Some of the most enjoyable times I've had in my observatory is when I've simply sat down, leaned back & just gazed up at the beautiful night sky. Not looking for anything in particular, simply enjoying the marvelous sight.

#21 FrankJ

FrankJ

    Vostok 1

  • -----
  • Posts: 164
  • Joined: 06 Mar 2013
  • Loc: Ohio

Posted 01 May 2013 - 09:02 AM

I came to a realization years ago that I need to control my hobbies, I can't let my hobbies control me. They are for my relaxation and edification, not the other way around. In other words, they aren't a job and I should let them become a job with all the attendant stress and expectations.

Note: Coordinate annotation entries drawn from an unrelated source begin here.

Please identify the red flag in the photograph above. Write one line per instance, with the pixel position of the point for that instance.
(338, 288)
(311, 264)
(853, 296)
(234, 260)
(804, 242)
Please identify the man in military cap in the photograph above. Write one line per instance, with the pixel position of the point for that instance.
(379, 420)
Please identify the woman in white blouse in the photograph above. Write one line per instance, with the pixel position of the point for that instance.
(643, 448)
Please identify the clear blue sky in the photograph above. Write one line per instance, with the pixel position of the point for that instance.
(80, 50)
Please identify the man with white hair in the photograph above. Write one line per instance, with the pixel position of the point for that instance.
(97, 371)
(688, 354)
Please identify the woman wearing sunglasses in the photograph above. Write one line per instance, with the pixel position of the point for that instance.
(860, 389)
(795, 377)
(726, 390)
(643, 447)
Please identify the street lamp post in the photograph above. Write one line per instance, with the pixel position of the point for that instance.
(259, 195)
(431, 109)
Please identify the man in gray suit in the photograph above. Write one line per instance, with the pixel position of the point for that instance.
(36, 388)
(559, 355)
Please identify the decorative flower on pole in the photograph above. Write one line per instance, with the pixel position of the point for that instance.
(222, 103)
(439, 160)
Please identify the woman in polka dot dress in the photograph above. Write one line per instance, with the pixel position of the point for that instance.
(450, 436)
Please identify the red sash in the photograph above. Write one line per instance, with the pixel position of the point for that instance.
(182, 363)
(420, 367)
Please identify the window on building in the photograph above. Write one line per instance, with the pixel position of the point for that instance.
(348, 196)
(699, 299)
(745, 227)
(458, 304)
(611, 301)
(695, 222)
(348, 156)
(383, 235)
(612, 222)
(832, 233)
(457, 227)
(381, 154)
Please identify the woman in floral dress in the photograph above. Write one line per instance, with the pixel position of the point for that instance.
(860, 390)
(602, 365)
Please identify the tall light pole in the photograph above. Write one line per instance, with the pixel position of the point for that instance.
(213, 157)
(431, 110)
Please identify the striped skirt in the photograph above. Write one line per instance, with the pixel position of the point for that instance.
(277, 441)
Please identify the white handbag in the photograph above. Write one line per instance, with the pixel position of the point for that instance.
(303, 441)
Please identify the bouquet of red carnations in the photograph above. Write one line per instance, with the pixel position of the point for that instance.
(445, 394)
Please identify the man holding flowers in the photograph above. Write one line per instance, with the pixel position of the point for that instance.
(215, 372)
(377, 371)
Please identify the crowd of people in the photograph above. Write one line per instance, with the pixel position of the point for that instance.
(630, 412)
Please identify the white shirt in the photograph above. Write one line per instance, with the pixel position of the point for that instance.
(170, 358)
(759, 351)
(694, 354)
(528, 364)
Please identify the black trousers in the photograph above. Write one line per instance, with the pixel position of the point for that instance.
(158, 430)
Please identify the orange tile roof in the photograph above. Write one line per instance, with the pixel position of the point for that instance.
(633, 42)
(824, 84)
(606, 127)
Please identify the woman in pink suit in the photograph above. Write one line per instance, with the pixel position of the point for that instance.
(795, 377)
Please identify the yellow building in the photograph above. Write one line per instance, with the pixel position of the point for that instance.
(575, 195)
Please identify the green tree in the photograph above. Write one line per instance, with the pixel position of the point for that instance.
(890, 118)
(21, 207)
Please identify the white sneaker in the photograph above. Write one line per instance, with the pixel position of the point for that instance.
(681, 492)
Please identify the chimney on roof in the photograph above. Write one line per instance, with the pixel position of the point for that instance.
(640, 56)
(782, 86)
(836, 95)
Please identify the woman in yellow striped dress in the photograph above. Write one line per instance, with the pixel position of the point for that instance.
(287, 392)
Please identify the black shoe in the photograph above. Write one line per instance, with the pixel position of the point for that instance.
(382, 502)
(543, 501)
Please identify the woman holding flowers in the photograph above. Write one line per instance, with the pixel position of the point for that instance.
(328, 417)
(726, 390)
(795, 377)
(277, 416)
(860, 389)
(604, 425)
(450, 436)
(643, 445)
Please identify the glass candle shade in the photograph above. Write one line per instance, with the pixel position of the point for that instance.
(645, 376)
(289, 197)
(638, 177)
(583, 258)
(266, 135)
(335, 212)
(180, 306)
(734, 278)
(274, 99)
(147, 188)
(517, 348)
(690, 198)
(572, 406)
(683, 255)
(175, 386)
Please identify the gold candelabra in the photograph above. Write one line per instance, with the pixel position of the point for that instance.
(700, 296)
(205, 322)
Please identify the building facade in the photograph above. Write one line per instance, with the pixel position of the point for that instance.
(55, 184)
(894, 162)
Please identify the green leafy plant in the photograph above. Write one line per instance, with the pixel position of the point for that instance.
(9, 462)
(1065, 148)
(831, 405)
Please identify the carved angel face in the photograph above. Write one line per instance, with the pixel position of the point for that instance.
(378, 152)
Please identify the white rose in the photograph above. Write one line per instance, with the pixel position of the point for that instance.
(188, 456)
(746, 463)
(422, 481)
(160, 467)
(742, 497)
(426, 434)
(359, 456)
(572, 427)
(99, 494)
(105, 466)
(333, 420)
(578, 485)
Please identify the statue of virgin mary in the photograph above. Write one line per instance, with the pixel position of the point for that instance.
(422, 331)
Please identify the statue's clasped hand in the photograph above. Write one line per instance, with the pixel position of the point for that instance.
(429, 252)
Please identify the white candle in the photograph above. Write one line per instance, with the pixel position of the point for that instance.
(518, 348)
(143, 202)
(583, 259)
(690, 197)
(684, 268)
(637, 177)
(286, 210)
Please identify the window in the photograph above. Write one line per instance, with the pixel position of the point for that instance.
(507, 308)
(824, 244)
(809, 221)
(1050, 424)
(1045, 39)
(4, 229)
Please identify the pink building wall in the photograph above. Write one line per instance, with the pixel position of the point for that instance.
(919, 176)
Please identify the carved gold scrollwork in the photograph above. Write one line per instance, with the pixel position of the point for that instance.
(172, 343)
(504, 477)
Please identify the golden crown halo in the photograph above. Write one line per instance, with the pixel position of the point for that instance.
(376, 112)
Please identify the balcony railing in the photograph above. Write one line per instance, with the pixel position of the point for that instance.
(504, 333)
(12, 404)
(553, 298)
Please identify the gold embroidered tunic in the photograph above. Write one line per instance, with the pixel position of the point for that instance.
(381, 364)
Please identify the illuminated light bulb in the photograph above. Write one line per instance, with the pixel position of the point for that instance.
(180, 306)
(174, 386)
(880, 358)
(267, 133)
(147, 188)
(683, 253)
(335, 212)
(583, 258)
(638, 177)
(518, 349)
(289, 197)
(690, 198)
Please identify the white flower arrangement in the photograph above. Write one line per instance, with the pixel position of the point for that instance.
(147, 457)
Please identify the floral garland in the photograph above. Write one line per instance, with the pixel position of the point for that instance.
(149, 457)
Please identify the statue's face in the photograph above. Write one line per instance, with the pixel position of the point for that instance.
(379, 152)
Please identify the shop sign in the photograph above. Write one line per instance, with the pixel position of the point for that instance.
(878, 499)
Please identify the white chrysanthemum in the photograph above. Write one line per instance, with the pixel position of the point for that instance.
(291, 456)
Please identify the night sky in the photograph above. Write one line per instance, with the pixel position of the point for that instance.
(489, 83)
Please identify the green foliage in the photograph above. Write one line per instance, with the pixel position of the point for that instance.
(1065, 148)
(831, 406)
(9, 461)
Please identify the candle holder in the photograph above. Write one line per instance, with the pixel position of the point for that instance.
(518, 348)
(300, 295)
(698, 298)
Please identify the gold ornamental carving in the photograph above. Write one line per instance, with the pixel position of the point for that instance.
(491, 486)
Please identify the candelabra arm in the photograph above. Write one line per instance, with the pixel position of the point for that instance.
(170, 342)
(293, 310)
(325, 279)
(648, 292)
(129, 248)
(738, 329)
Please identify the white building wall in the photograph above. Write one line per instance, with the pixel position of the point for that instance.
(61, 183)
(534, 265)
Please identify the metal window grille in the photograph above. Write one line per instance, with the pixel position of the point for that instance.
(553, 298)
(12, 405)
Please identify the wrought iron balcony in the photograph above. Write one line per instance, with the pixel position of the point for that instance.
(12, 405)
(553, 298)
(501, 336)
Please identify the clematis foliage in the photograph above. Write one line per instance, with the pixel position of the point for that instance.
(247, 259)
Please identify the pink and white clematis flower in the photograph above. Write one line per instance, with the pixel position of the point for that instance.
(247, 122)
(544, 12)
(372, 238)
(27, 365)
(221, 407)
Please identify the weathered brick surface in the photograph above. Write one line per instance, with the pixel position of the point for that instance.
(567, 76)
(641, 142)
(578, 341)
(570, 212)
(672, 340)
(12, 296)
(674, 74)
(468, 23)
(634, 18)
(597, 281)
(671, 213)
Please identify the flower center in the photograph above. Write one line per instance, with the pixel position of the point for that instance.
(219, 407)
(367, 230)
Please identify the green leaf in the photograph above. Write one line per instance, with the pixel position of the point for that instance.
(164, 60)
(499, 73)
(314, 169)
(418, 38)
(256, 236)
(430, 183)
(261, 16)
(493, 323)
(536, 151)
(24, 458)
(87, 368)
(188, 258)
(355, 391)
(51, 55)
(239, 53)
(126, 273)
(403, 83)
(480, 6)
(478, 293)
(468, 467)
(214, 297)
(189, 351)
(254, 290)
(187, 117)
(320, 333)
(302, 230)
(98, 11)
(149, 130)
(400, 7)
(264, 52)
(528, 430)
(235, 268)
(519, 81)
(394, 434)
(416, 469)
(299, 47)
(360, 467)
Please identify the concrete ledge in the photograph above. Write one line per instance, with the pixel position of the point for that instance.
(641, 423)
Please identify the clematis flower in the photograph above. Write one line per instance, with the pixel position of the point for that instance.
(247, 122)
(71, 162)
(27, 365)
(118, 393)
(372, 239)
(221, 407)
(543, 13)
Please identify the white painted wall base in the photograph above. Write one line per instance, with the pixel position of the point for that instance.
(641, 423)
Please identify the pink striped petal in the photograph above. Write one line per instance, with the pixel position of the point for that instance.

And for those of us who have had life threatening illnesses (in my case cancer), you have driven home that you don't necessarily have a tomorrow.

On the other hand, there could very well be many more tomorrows. In 1959 I had surgery and part of one lung removed for TB. In those days TB was much more serious than it is now. So far I have had 54 years of tomorrows. I'm still counting! :) :)

#22 Paco_Grande

Paco_Grande

    Surveyor 1

  • *****
  • Posts: 1594
  • Joined: 14 Jul 2012
  • Loc: Free State of Arizona

Posted 01 May 2013 - 10:55 AM

We hold three things in our hands:

1. Memories of the past
2. This current moment
3. Hope for the future
As humans, we can't escape those, although most people spend most of their time on 1 and 3 and rarely at 2.

This moment is what's really important... And yet, it's not important at all. :D

#23 Wordslinger

Wordslinger

    Explorer 1

  • -----
  • Posts: 63
  • Joined: 25 Mar 2013
  • Loc: NJ

Posted 01 May 2013 - 11:38 AM

When I look at the night sky, I find it fascinating to think I'm observing objects that have existed long before I was born, and will continue to exist long after I'm gone...but eventually their time will also come. We're fortunate to be here to experience them.

#24 Daniel Guzas

Daniel Guzas

    Viking 1

  • *****
  • Posts: 677
  • Joined: 20 Nov 2010
  • Loc: Bethlehem NH/ Boston MA

Posted 01 May 2013 - 12:04 PM

Frank,

I couldn't have said it better myself. It's the pure awe between you and this huge endless space above us that let's our busy minds finally let go and just absorb. I often feel the only other object that brings calm and peace to my mind is gazing out at a vast empty ocean.

However living in a city or at my weekend place in the mountains, that vast ocean is the universe. Accessible to all.

Awesome thread!

#25 JerryOrr

JerryOrr

    Explorer 1

  • -----
  • Posts: 53
  • Joined: 08 Mar 2013
  • Loc: Oracle, Arizona

Posted 01 May 2013 - 12:26 PM

Excellent advice! It took me nearly 30 years to learn this lesson. For most of that time I was caught up in aperture and checking off objects on lists, but then it finally dawned on me that some of my most enjoyable observing expierences were unplanned and involved nothing more complex than my 10x50 Binos. Now I make a point of going out on some nights with no plan, no charts and just my binoculars. I just cruise around letting the sky reveal what it will, making my own personal discoveries. These nights help to keep me connected to the "ahh" in astronomy.